How Will This Translate Into Profit?
Looking at current figures, it won’t necessarily. The profitability outlook for 2019 is bleak. Revenue will continue to grow, but only because demand will remain strong.
CBRE forecasts that there will be a modest growth of between 2% and 3% in rooms revenue in the US market in 2019. But this will be offset by increases in cost, leading to flat or even declining gross operating profit for 2019.
“What we’re seeing is O.K. revenue growth because demand increases have kept pace with supply increases at the macro level, but we’re seeing weak average daily rate growth. The significant increased cost of labor is resulting in very, very modest to nominal profit growth on the bottom line,” says Mark Woodworth, Senior Managing Director, CBRE Hotels Americas Research.
HotStats has also reported a rise in labor costs. According to their data, rooms labor costs on a per-occupied-room basis are up around 4%.
“In the US, low unemployment and wage growth are conspiring to create a war on talent. This is a challenge that will spill over into 2019 and compel hoteliers to be even more vigilant and focused on the bottom line to ensure profitability,” says Pablo Alonso, CEO of HotStats.
“In addition, the ability to drive rate will factor into profitability. If ADR percentage growth is at or below the rate of inflation, it will be difficult for hoteliers to drive higher profitability. In Europe, uncertainty still around a Brexit plan could negatively impact corporate travel, which could, in turn, be a huge gap that hotels will have to fill.”

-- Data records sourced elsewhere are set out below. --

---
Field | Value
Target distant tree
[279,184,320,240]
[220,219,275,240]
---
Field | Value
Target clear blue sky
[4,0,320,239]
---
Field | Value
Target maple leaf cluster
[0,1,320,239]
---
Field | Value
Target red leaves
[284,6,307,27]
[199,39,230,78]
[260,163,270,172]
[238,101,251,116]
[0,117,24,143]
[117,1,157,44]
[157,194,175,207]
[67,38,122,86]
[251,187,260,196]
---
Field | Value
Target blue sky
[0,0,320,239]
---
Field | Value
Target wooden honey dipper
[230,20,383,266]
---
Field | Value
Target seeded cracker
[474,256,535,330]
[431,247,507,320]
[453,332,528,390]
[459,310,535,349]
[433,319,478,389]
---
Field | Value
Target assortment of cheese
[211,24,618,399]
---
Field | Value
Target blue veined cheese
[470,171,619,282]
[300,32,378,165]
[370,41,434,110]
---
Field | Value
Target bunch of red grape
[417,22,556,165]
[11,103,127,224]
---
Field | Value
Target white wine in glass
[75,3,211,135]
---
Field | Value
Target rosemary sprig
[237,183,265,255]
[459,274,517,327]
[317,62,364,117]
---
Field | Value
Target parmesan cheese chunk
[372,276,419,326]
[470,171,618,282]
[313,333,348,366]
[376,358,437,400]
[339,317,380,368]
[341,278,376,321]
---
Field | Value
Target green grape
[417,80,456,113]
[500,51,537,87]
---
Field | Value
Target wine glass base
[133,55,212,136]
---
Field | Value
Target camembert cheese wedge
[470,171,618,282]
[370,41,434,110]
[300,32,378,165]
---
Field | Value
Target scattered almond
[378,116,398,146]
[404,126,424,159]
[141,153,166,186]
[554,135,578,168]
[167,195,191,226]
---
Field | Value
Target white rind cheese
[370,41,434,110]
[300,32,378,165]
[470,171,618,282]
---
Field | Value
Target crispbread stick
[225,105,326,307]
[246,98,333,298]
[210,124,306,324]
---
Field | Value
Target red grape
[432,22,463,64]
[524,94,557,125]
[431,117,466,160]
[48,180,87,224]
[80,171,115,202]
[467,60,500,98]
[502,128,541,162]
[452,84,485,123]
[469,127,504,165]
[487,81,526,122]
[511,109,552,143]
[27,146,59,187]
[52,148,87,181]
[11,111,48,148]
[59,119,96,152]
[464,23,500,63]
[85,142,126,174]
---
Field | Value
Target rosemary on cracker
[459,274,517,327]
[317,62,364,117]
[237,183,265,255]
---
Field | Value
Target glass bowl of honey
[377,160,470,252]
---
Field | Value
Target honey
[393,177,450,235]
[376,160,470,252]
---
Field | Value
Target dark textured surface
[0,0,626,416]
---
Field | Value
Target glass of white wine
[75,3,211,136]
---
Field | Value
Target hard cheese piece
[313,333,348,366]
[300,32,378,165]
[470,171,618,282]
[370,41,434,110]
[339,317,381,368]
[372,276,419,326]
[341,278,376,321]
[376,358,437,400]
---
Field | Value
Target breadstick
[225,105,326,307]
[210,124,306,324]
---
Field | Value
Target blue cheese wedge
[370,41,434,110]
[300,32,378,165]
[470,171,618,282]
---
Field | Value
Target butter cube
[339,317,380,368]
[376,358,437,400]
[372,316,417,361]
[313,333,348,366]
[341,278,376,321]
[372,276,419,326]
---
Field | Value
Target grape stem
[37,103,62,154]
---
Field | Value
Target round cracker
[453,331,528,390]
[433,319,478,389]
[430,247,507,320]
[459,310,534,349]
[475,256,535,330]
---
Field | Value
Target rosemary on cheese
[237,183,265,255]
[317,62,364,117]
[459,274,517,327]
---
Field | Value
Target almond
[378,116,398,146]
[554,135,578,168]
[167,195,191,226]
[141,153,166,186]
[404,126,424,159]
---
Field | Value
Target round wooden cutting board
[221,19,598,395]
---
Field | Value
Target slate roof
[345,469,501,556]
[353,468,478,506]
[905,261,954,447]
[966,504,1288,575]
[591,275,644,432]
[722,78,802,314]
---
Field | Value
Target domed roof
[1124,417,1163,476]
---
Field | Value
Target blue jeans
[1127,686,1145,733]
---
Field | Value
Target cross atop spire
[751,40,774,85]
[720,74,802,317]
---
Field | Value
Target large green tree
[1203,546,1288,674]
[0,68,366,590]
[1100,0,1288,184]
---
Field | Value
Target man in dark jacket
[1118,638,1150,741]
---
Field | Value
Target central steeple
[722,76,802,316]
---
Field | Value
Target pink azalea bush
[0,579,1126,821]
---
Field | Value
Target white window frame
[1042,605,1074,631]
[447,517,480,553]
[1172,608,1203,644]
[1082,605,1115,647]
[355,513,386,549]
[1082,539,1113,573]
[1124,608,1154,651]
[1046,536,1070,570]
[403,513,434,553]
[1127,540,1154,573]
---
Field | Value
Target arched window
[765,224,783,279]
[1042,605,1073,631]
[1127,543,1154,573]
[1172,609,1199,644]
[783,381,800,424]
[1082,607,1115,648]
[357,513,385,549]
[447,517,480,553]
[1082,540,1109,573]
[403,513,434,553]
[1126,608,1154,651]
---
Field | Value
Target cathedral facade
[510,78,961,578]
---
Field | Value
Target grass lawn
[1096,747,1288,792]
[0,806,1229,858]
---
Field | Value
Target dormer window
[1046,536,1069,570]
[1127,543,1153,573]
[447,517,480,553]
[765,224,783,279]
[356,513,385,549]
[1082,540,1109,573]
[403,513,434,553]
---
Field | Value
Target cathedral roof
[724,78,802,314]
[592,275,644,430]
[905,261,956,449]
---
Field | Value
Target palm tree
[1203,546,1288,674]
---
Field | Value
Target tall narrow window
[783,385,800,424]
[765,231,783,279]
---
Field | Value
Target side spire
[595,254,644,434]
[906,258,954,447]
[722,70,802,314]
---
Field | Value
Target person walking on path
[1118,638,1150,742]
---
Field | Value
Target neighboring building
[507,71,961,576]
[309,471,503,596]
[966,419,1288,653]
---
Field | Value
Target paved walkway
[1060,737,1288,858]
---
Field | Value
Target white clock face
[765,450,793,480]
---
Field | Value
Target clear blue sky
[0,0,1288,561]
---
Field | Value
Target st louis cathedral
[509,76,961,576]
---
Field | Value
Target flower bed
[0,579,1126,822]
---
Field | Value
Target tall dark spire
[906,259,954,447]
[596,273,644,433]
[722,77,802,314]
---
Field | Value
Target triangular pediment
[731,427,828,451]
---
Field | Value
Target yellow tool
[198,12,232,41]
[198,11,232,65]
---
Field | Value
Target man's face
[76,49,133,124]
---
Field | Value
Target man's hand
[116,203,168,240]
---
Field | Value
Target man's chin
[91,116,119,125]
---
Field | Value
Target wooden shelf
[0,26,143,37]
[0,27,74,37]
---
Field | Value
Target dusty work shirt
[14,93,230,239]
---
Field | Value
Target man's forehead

In Europe, rising labor costs are also proving a challenge, as Thomas Emanuel, Director of Business Development at STR explains: “It is impossible to look at Europe as a whole because each country and market is so different. To use a handful of examples: London, and the U.K. in general, will have to look at labor costs, particularly post-Brexit with changes to freedom of movement. The weakening of the Pound Sterling has also had an impact on the cost of imports. Paris struggles with labor costs, which in 2017 were 42% of total sales, the highest of the major markets we track across Europe.”
Demand Up But Rate Growth Lags
The latest data from STR corroborates the situation laid out by CBRE, showing that in the US demand is at an all-time high, but rate growth still lags. Hotels in the US recently saw 100 months of consecutive RevPAR growth, yet ADR growth remains somewhat stagnant, in line with the rate of inflation.
The story is the same in Europe. Again, demand is at an all-time high. According to the latest UNWTO figures, demand for Europe is currently growing at a rate of 6%. Yet rate growth remains depressed.
The latest data from STR on the European market shows that the region has struggled to regain pricing power since the global economic recession in 2007. Yet prior to 2008, ADR growth led demand growth.
The danger is if hotels become complacent and decide to settle for this status quo of small gains. If ADR continues to grow at the rate of inflation while demand growth is good, what happens once demand declines? As evidenced by past recessions, ADR will quickly plummet.
With demand up, 2019 should be the year in which hotels dig deep and prosper. Jan Freitag, Senior VP at STR, sums it up: “Hotel rooms are too cheap. Despite the demand records we report on every month, hoteliers are just not comfortable taking advantage of the environment. But if not in 2019, then when?”